I tend to think more along the lines of James Onen than Comrade 27. So I try to argue with Comrade 27, but he's a more careful thinker than I am so he keeps pointing out holes in my arguments. What's surprised me is following his comments at blogs frequented by much more learned people than I and so often it seems they miss seeing the holes and gaps he's pointing to. It's quite frustrating because I want some help with my arguments. Oh, that's only one side of it. I so enjoy the palaver. I'm curious about what's true and it seems to me most of the time people can only come to what's true from multiple perspectives.

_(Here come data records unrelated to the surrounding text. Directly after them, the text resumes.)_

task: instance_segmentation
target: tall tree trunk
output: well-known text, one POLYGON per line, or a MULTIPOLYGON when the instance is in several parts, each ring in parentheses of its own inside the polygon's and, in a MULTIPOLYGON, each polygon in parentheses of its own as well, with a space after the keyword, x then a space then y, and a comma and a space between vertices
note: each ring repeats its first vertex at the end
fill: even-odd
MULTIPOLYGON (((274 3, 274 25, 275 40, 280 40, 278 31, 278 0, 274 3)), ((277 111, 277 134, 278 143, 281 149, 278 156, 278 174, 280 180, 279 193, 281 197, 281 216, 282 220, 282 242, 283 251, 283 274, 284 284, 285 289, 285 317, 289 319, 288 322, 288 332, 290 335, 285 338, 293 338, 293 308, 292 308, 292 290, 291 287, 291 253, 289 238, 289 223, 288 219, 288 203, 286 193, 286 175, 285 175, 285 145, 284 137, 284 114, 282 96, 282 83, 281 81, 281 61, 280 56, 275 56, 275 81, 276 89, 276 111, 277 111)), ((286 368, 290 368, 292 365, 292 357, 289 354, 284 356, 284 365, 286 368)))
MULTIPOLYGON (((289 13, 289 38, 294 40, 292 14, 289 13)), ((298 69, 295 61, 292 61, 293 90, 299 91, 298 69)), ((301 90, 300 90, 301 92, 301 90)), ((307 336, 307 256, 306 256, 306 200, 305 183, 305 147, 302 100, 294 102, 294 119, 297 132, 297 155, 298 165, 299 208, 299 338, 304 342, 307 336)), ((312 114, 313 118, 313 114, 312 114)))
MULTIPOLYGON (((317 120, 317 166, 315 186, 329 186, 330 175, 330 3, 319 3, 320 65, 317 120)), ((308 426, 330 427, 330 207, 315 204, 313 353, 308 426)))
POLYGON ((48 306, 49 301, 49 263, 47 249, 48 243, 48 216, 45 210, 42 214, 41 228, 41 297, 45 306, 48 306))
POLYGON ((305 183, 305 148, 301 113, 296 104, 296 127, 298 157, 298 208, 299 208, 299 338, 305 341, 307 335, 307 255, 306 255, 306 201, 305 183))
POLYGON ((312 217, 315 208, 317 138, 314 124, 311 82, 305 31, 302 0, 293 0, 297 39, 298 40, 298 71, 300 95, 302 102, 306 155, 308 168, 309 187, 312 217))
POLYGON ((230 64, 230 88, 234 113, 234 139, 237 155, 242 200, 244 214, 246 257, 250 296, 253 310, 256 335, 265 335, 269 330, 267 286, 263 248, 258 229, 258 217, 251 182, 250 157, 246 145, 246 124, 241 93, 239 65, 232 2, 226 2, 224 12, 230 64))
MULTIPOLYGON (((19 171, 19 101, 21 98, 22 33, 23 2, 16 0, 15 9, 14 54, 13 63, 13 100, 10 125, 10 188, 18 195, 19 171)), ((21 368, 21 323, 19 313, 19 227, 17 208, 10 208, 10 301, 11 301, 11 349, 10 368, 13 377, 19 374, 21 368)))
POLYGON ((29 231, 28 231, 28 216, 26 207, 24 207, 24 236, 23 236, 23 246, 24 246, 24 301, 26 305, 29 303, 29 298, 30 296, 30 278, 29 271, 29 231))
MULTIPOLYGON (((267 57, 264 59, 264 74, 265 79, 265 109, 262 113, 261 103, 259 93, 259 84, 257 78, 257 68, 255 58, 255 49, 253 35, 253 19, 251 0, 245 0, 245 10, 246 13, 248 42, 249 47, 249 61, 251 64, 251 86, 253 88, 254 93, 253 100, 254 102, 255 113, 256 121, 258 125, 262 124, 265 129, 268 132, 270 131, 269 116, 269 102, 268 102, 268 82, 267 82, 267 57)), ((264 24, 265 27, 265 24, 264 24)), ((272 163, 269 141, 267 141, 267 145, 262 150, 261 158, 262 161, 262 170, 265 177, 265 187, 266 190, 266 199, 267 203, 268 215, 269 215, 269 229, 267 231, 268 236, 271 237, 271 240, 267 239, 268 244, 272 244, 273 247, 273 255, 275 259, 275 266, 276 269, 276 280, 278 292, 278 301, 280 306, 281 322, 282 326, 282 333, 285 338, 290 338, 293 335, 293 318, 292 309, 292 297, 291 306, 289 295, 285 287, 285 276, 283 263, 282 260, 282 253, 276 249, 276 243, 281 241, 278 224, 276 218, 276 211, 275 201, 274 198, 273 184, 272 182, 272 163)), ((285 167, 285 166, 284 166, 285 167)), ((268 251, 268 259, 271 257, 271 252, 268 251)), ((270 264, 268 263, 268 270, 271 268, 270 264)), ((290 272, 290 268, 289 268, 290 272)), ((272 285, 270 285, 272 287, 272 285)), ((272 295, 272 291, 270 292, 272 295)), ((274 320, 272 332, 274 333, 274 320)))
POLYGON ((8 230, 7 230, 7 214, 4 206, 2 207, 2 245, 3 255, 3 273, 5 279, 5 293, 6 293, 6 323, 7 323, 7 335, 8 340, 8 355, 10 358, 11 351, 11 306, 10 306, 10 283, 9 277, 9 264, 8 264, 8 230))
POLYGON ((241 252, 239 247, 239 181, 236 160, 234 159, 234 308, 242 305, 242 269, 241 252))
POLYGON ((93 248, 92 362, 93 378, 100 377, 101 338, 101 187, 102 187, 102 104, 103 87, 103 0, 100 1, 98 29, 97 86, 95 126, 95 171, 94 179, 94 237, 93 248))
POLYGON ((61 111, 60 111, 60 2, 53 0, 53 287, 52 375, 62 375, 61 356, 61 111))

Thinking tonight about constructs, I'm reminded of a "metalogue" written by Gregory Bateson, "Metalogue: What Is an Instinct." Bateson over his career employed the invention of a metalogue as a discussion between he and his young daughter. Seven of his metalogues are published in Steps to an Ecology of Mind. "What Is an Instinct" was first published in 1969 in Approaches to Animal Communication edited by Thomas Sebeok. The piece is well-known enough that I suspect it's posted somewhere on the Internet. All I found tonight was Steps at Scribid. But I often have trouble getting files there even with a fairly fast connection. I also found a 45 minute long audio file with Bateson himself playing Daddie. It's really worth hearing if you can find the time and can get the file.

In the Time piece James Onen is quoted:
"Why should one difference in our beliefs make [believers and nonbelievers] not be friends?"
People being people, of course we come up with all sorts of reasons not to be friends. Still, in following various Ugandan blogs, and not just about subjects about beliefs, I've rather consistently found the presumption that we can be friends unless shown otherwise. It's a quality I find strangely lacking too often among Americans. I'm not sure why, it may have to do with our constructs and tired old scripts about Africa.